Eighteen people were killed when a gunman opened fire on Friday night diners sitting at outdoor terraces in the popular Charonne area nearby in the 11th district. Police appeared to be still searching for suspects later.
There were also unconfirmed reports of shooting in other locations, including the central Les Halles shopping centre.
Julien Pearce, a journalist from Europe 1 radio, was inside the concert hall when the shooting began. In an eyewitness report posted on the station’s website, Pearce said several very young individuals, who were not wearing masks, entered the hall while the concert was under way armed with Kalashnikov assault rifles and started “blindly shooting at the crowd”.
“There were bodies everywhere,” he said.
Toon, a 22 year-old messenger, who lives near the Bataclan was going into the concert hall with two friends at around 10.30 pm (2130 GMT) when he saw three young men dressed in black and armed with machine guns. He stayed outside.
One of the gunmen began firing into the crowd. “People were falling like dominos,” he told Reuters. He said he saw people shot in the leg, shoulder, back and several people lying on the floor apparently dead.
There was no immediate verifiable claim of responsibility but supporters of the Islamic State militant group which controls swathes of Iraq and Syria said in Twitter messages that the group carried them out.
“The State of the caliphate hit the house of the cross,” one tweet said.
The Paris carnage came within days of attacks claimed by Islamic State militants on a Shi’ite Muslim district of southern Beirut in Lebanon, and a Russian tourist aircraft which crashed in Egypt’s Sinai Peninsula.
Earlier on Friday, the United States and Britain said they had launched an attack in the Syrian town of Raqqa on a British Islamic State militant known as “Jihadi John” but it was not certain whether he had been killed.
World leaders react
US President Barack Obama and German Chancellor Angela Merkel led a global chorus of solidarity with France and UN Secretary-General Ban Ki-moon condemned the “despicable attacks” and demanded the release of the hostages.

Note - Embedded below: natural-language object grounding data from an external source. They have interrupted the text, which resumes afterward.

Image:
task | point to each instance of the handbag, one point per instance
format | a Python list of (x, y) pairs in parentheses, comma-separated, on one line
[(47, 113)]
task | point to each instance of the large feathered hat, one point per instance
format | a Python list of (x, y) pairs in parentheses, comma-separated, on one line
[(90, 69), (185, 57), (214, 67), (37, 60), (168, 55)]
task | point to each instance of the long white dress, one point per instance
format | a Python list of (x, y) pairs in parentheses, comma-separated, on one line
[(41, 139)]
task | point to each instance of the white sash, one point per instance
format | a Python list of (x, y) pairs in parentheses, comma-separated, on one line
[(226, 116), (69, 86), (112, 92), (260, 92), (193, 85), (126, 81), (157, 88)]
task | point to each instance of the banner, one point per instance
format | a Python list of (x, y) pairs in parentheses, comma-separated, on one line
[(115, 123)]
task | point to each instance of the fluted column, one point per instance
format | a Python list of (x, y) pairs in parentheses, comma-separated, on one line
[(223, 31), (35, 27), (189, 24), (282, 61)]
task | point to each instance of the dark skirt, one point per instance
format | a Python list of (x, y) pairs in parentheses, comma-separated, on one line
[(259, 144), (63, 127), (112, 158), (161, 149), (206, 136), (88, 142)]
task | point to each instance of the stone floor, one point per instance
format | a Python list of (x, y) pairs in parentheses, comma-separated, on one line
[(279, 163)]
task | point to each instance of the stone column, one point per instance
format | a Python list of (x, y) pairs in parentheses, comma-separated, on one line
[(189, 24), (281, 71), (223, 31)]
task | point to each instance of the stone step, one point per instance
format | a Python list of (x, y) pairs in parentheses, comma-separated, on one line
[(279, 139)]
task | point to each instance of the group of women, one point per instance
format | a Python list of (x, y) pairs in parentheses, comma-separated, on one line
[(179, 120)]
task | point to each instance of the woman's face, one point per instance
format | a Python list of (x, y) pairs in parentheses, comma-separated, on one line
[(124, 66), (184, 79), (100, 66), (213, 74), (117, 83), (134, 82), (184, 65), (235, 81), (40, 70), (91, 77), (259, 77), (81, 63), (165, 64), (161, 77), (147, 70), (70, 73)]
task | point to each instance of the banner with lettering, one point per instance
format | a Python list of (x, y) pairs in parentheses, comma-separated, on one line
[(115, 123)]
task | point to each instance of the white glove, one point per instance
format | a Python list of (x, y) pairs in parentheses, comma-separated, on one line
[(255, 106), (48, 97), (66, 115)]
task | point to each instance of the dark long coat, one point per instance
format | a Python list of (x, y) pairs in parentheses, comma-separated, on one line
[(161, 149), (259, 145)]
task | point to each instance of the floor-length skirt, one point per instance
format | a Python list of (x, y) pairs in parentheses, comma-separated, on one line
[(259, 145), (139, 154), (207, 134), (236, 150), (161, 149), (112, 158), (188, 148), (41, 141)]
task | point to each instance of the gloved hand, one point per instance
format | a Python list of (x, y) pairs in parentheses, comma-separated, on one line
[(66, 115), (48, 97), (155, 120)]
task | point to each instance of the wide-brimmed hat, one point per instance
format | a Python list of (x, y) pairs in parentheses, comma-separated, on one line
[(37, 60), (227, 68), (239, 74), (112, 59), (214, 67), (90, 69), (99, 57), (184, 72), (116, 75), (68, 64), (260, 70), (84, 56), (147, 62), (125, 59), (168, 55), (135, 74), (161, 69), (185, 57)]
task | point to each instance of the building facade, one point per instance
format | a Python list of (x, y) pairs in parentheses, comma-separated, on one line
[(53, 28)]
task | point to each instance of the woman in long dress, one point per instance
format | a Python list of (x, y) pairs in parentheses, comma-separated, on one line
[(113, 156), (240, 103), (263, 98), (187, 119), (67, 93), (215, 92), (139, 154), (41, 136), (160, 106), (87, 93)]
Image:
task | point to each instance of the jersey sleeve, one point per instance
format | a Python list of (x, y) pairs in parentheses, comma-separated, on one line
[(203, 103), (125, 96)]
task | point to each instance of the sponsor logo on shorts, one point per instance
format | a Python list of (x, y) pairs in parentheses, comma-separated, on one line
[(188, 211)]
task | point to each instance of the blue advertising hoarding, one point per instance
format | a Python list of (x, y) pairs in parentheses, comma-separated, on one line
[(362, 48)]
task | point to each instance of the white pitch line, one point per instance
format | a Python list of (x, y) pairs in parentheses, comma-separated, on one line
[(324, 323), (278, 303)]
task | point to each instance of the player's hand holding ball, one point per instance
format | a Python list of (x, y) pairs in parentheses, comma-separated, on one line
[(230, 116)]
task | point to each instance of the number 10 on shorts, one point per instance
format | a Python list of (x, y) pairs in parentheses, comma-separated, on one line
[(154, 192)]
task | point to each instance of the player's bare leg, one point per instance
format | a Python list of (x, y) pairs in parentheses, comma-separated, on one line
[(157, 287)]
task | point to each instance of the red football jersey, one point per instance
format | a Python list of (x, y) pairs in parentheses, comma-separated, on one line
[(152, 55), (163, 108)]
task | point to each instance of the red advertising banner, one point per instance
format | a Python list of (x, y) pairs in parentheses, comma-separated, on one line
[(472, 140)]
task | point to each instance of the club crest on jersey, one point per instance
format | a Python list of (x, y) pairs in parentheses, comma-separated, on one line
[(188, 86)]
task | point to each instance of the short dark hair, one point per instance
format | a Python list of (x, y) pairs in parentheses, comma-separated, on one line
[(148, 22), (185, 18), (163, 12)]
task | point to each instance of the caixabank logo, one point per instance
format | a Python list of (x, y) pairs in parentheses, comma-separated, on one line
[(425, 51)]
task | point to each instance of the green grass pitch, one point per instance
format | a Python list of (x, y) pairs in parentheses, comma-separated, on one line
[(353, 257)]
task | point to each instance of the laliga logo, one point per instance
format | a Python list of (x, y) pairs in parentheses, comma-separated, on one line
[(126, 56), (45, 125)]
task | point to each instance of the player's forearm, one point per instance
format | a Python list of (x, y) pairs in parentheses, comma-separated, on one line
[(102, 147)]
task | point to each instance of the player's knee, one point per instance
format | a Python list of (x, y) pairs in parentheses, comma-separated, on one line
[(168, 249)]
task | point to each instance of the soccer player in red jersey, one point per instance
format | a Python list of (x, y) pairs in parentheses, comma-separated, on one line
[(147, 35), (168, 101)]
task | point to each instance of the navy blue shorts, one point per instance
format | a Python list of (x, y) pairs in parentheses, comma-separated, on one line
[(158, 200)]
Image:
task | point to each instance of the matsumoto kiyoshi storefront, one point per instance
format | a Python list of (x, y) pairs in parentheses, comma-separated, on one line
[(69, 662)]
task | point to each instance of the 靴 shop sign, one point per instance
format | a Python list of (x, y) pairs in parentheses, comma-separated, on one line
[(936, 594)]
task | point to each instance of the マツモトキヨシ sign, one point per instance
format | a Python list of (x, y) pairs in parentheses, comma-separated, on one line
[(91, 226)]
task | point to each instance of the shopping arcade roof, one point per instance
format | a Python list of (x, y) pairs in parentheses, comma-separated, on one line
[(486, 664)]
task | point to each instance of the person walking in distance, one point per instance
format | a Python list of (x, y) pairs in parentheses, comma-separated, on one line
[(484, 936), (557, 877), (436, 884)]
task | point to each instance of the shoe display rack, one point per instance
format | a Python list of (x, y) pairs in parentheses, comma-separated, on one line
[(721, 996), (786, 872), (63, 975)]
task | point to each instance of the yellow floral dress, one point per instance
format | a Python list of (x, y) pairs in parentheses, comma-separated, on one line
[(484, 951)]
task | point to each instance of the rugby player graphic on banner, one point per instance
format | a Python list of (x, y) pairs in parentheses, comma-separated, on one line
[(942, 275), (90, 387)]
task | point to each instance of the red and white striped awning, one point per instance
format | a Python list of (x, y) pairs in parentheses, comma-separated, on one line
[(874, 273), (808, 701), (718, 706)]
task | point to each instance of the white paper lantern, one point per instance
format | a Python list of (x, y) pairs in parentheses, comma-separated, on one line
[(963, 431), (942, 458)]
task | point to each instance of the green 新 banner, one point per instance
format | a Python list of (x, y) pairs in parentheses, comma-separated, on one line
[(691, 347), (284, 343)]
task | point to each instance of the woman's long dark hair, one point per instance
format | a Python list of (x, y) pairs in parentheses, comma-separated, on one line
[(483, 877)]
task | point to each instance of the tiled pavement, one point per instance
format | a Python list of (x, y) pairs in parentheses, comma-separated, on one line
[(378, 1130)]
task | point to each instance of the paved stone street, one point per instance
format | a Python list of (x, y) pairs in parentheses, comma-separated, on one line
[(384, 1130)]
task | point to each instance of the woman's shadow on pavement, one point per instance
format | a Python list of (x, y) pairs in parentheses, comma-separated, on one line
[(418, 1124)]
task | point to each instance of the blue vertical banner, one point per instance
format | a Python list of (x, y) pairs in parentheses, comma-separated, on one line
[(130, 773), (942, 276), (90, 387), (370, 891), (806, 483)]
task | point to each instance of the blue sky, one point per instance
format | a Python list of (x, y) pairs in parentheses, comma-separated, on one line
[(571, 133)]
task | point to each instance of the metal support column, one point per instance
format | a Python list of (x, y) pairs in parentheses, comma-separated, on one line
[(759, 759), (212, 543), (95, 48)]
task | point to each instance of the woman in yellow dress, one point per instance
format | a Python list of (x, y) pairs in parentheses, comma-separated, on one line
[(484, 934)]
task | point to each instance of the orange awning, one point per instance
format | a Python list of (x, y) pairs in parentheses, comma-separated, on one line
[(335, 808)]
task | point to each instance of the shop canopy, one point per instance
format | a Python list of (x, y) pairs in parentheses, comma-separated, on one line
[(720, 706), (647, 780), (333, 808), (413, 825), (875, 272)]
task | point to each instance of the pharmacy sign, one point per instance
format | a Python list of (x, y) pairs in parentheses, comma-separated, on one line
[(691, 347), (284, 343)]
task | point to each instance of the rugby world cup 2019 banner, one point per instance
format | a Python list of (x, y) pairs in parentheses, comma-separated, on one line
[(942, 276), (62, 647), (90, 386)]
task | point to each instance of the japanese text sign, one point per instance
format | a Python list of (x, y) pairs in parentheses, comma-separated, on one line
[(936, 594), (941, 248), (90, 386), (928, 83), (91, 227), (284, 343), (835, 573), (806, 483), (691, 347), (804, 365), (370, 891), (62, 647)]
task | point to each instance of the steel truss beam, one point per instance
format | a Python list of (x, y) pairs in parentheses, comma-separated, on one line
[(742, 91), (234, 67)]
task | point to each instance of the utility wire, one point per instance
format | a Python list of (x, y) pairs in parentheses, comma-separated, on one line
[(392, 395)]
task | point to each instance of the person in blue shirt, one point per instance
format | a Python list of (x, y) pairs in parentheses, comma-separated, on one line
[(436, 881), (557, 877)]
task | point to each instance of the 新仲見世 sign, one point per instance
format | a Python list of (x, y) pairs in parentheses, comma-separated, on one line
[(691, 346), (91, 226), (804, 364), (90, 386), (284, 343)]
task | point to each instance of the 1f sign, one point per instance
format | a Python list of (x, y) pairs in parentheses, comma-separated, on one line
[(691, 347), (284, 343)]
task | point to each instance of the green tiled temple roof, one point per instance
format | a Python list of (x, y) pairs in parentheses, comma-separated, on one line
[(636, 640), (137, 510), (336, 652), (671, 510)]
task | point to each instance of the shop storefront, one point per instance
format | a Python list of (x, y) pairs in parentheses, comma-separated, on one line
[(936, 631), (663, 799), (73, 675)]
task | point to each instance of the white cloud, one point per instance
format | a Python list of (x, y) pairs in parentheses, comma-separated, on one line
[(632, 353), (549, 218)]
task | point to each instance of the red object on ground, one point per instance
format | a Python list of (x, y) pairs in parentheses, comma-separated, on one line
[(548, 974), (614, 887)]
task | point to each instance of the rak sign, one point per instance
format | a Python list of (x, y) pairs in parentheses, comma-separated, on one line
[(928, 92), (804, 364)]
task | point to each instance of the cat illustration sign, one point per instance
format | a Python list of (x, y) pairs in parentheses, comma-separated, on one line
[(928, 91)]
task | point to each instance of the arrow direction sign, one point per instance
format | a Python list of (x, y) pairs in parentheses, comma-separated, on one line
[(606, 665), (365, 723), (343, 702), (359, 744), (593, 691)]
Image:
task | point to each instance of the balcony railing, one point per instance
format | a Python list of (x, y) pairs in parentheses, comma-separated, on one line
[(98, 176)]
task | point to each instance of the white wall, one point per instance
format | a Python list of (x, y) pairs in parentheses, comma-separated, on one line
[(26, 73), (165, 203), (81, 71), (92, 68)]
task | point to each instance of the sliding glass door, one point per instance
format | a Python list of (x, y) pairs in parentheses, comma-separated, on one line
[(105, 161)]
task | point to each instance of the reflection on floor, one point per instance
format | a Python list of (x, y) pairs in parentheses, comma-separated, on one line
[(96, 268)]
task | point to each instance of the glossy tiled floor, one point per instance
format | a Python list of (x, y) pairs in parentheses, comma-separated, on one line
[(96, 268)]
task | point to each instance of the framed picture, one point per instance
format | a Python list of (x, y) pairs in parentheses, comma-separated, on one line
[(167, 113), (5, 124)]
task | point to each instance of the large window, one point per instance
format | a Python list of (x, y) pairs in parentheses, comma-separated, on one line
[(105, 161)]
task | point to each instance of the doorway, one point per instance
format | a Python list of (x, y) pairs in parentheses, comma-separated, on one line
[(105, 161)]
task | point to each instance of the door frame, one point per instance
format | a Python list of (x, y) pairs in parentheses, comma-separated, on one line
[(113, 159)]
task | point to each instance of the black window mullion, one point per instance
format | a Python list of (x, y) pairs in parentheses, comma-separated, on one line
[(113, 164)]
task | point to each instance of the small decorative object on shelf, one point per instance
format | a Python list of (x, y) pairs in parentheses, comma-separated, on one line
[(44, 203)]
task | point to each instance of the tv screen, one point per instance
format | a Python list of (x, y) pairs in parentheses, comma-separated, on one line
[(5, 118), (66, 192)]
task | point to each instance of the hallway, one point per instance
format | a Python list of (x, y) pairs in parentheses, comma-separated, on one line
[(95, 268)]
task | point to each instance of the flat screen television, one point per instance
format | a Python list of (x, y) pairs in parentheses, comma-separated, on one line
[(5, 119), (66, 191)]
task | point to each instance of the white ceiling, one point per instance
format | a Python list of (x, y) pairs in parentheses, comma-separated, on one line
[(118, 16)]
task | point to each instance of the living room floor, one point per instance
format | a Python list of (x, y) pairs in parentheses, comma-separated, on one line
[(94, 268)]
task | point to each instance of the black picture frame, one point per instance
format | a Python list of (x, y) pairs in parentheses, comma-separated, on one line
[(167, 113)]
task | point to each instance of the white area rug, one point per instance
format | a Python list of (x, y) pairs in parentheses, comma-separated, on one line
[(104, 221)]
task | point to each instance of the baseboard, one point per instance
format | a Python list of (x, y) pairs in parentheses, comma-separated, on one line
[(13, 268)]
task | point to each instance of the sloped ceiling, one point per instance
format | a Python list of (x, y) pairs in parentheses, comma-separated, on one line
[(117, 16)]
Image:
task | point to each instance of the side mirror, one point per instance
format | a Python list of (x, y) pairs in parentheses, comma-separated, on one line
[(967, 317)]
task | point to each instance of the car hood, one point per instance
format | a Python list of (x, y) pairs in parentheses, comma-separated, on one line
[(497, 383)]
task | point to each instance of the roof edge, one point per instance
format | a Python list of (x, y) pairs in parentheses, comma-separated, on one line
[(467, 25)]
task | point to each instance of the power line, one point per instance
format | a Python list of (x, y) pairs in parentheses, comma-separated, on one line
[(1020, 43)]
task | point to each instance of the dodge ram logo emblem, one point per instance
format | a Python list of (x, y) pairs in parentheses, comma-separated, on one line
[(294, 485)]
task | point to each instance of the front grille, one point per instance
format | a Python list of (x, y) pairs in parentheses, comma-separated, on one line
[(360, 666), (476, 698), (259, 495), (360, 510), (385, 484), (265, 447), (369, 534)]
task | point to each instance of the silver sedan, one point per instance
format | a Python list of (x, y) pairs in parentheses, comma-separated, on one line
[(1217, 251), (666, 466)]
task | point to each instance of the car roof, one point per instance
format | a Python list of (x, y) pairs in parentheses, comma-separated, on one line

Obama called the attacks “outrageous attempt to terrorize innocent civilians” and vowed to do whatever it takes to help bring the perpetrators to justice. Speaking to reporters at the White House, Obama said he would not speculate about who was responsible.
Merkel said she is “deeply shaken by the news and pictures that are reaching us from Paris.” The German leader issued a statement saying her thoughts were with the victims “of the apparent terrorist attack.”
British Prime Minister David Cameron said he is “shocked” by the Paris attacks and violence. He tweeted, “Our thoughts and prayers are with the French people. We will do whatever we can to help.”
Prime Minister Narendra Modi, who is currently visiting UK, condemned the attacks and said the tragedy is anguishing and dreadful.
“News from Paris is anguishing and dreadful. Prayers with families of the deceased. We are united with people of France in this tragic hour,” Modi said in a tweet.